Wen-hsin Yeh, a UC Berkeley professor of Asian studies and history as well as an authority on modern China, has been awarded a Humboldt Research Award by the Alexander von Humboldt Foundation in Germany.
The Humboldt Research Award is granted in recognition of a researcher’s achievements; the fundamental discoveries, new theories or insights the researcher has made that have had a significant impact on his or her own discipline; and the cutting-edge achievements he or she is likely to continue producing. Award winners are invited to spend up to one year cooperating on a long-term research project with specialist colleagues at a research institution in Germany.
During Yeh’s stay in Germany, she plans to organize an international conference on China studies in the context of interdisciplinary discourses and globalized exchange networks, and to research the intellectual formation of the German-educated China historian Chen Yinke (1890-1969), whose conception of national studies was a major influence on modern Chinese construction of Chinese history.
Professor Klaus Muehlhahn of the Freie Universität Berlin nominated Yeh for the award and described her as “a leading international authority on 20th-century Chinese history and well known for her path-breaking research on social and cultural history.” Muehlhahn noted Yeh’s contributions to the study of modern Chinese cities, higher education and the origins of Chinese communism.
Yeh is the Walter and Elise Haas Chair Professor in Asian Studies and the Richard H. and Laurie C. Morrison Chair in History, as well as the director of UC Berkeley’s Institute of East Asian Studies.
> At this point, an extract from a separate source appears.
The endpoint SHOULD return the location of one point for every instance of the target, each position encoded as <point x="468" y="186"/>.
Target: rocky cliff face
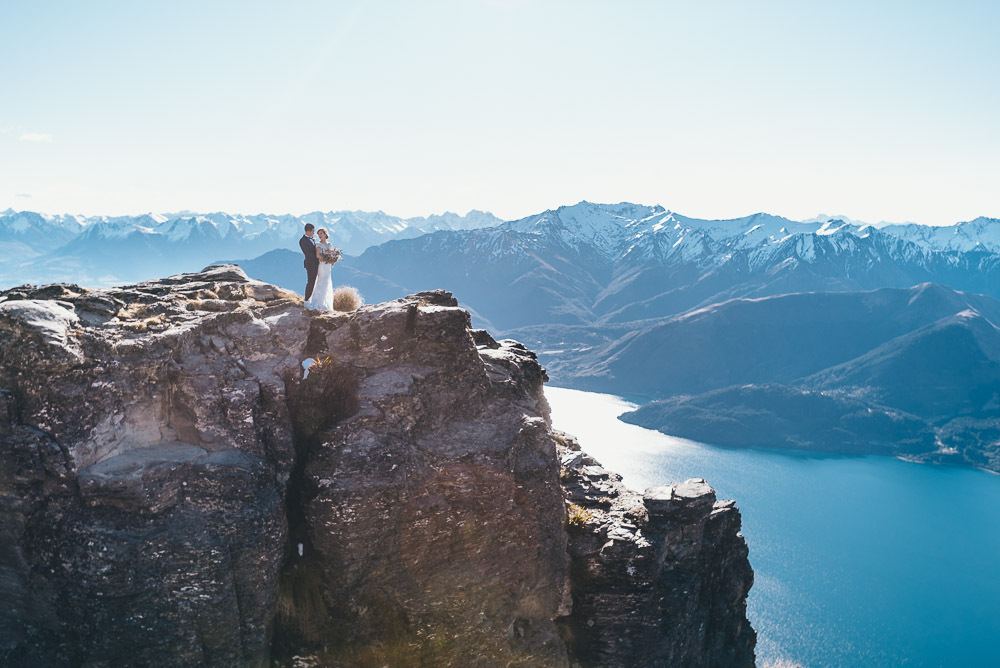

She is also an honorary professor of history at Peking University, an honorary distinguished researcher at the Shanghai Academy of Social Sciences, and the author or editor of 16 books and numerous articles examining aspects of Chinese modernity and the politics of space.
The Humboldt Foundation, named after nature researcher, explorer and scientist Alexander von Humboldt (1769-1859), is based in Bad Godesberg, a district in the city of Bonn. It grants up to 100 Humboldt Research Awards annually.
UC Berkeley faculty who previously have received the award include R. Jay Wallace of philosophy; Nobel Prize-winning economist Oliver Williamson of the Haas School of Business; Hal Varian of the School of Information; and the late Nobel Prize-winning economist Gerard Debreau.
The many national and international awards held by UC Berkeley faculty underscore the campus’s preeminence. A total of 22 faculty have been named Nobel Prize winners, including nine current faculty members, along with 32 MacArthur Fellows awarded since 1981and four Pulitzer Prize winners.